Synchrony is a myth. Nothing happens instantaneously. Everything takes time.
Some characteristics of computing systems and programming environments are fundamentally grounded in the fact that computing takes place in a physical world of three dimensions and limits imposed by the speed of light and the laws of thermodynamics.
This grounding in the physical world means that certain aspects stay relevant even as new technologies with new performance points and capabilities become available. These stay true because they are not just “design choices”; they are driven by fundamental realities of the physical universe.
The distinction between synchrony and asynchrony in language and system design is one example of a design area that has deep physical underpinnings. Most programmers are initially exposed to basic programs and languages where synchronous behavior is assumed. In fact, it is so natural that it is not even explicitly named or described. The meaning of the term synchronous in this context is that the computation happens immediately as a sequence of serial steps and nothing else happens until the computation is complete. I execute “c = a + b” or “x = f(y)” and nothing else happens until the execution of the statement completes.
Of course, in the physical universe, nothing happens instantly. Everything involves some latency to navigate a memory hierarchy, execute a processor cycle, read from a disk drive or communicate over some communication network with definite latency. This is a fundamental consequence of the speed of light and three dimensions.
Everything involves some delay, consumes some time. If we define something as synchronous, we are essentially saying we are going to ignore that delay and describe our computation as if it happens instantaneously. In fact, computer systems often allocate significant infrastructure to continue to leverage the underlying hardware even as they try to expose a more convenient programming interface by treating behavior as synchronous.
This idea that synchrony involves mechanism and overhead might seem counter-intuitive to a programmer who is more used to viewing asynchrony as requiring lots of explicit mechanism.
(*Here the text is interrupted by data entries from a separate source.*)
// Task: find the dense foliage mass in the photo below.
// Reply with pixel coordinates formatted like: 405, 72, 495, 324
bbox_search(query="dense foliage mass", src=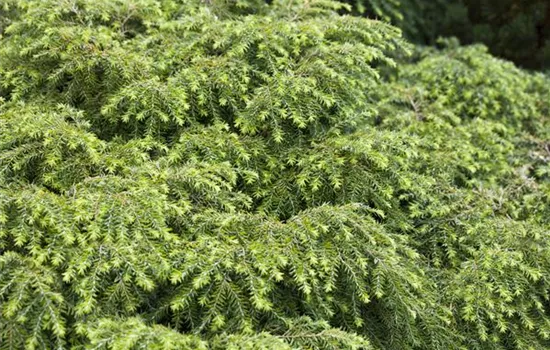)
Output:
0, 0, 550, 350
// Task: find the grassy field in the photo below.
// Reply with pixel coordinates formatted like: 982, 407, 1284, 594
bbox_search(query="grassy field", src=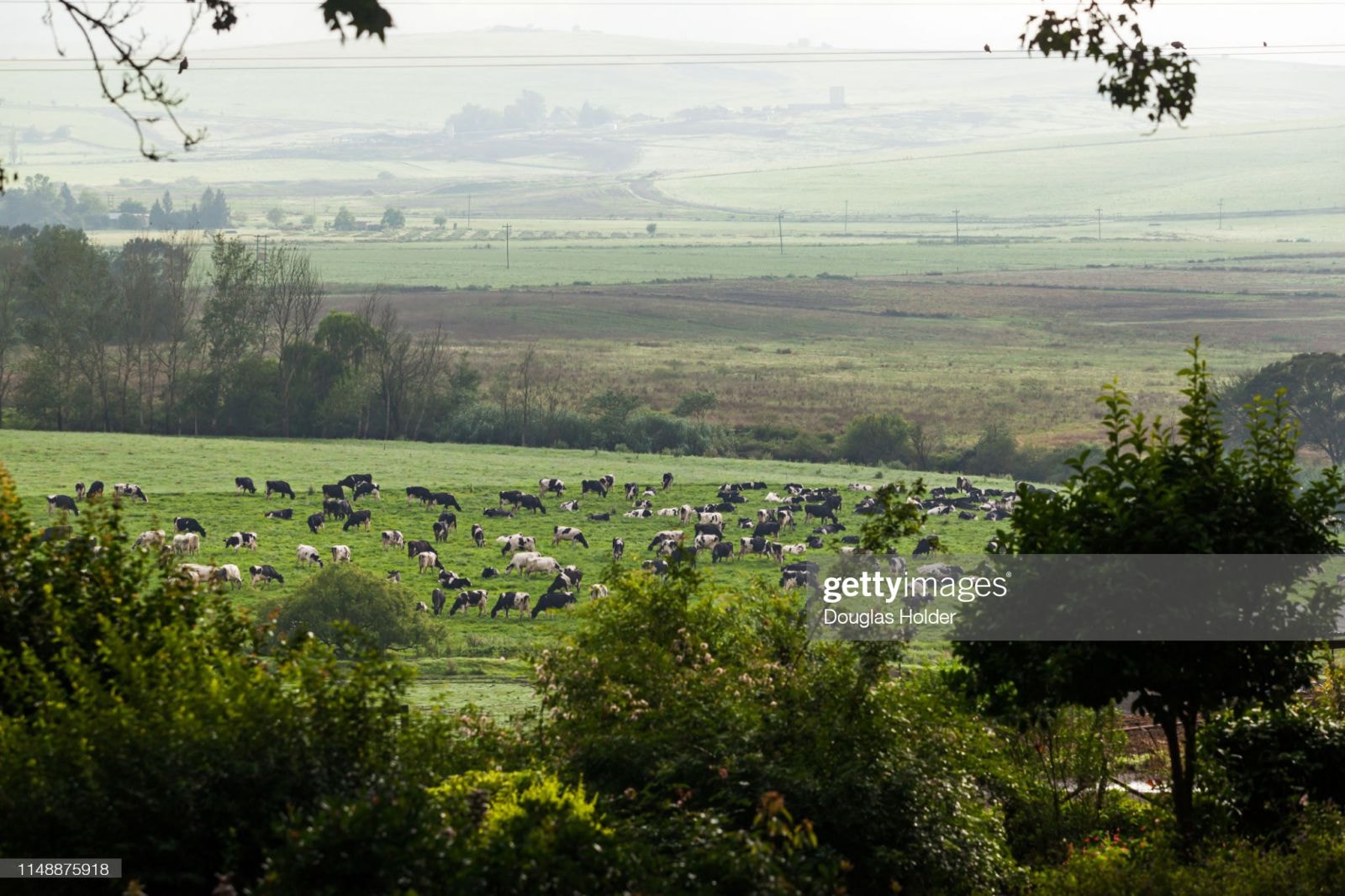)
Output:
0, 430, 1009, 716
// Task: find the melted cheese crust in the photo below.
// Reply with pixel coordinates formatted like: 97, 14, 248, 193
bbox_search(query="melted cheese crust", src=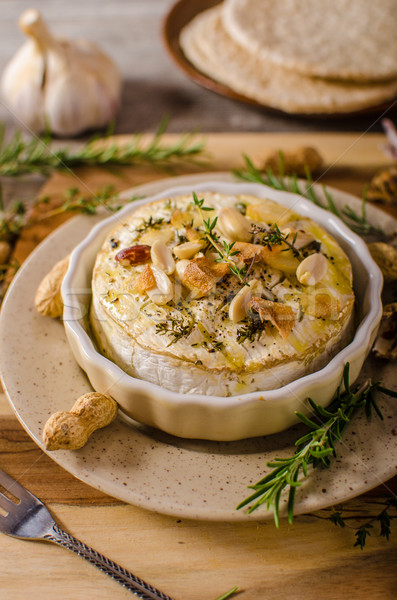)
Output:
90, 192, 354, 396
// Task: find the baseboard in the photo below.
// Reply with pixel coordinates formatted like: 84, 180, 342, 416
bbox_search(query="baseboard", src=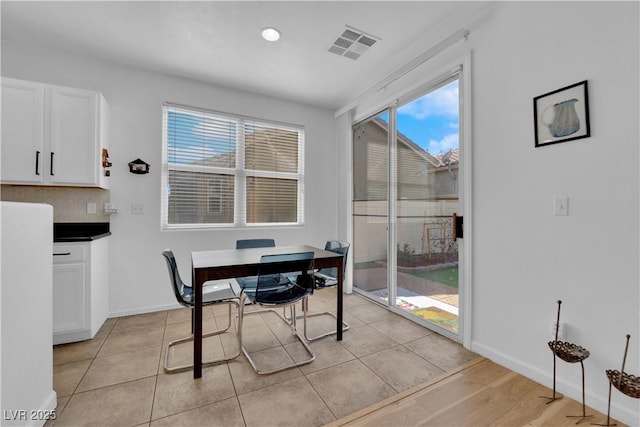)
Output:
109, 303, 182, 317
18, 390, 58, 427
471, 341, 640, 426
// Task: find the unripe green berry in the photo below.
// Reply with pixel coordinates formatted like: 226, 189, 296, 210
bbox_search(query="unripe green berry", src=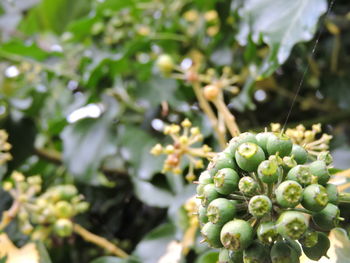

In effect, what is really happening when exposing an asynchronous interface is that more of the true underlying asynchrony is exposed to the programmer to deal with manually rather than having the system handle it automatically. Directly exposing the asynchrony places more overhead on the programmer but also allows for customizing the costs and tradeoffs to the problem domain rather than having the system balance those costs and make those tradeoffs. An asynchronous interface often maps more directly to what is physically happening in the underlying system and provides additional opportunities for optimization.
For example, a processor and memory system have significant infrastructure in place to handle reading or writing data through the memory hierarchy. A level one (L1) cache memory reference might take a few nanoseconds while a memory reference that needs to navigate all the way through L2, L3 and main memory might take 100’s of nanoseconds. Simply waiting for the memory reference to resolve would leave the processor unused for a large percentage of the time.
The mechanisms required to optimize this are significant; pipelining by looking ahead in the instruction stream and having multiple memory fetches and stores in progress at one time, branch prediction to try to continue to optimize this execution even as the program jumps to new locations, careful management of memory barriers to ensure all this complex mechanism continues to expose a consistent memory model to the higher level programming environment. All this is trying to optimize performance and maximize use of hardware while hiding these 10–100s nanosecond latencies through the memory hierarchy and make it possible to expose what looks like synchronous execution and still get good performance out of the core processing engine.
Whether these optimizations are effective for a specific piece of code is very opaque and tends to require highly specialized performance tools to analyze. That type of analysis effort is only spent on limited types of high-value code (e.g. the Excel recalculation engine or some core compression or cryptographic code path).
Higher latencies like reading data from a spinning disk require different mechanisms. In that case, a request to read from disk will have the OS completely switch to a different thread or process while the synchronous request is outstanding. The high thread switching costs and overhead for this mechanism are acceptable because the latency being hidden is on the order of milliseconds, not nanoseconds. Note that the costs are not simply the cost of switching between running threads but the cost of all the memory and other resources that are sitting effectively idle and frozen until that operation completes. These costs are all incurred in order to expose this synchronous interface.
There are a number of fundamental reasons why a system might want to expose the real underlying asynchrony and why some component, layer or application would prefer to use an asynchronous interface, even at the cost of directly managing the increased complexity.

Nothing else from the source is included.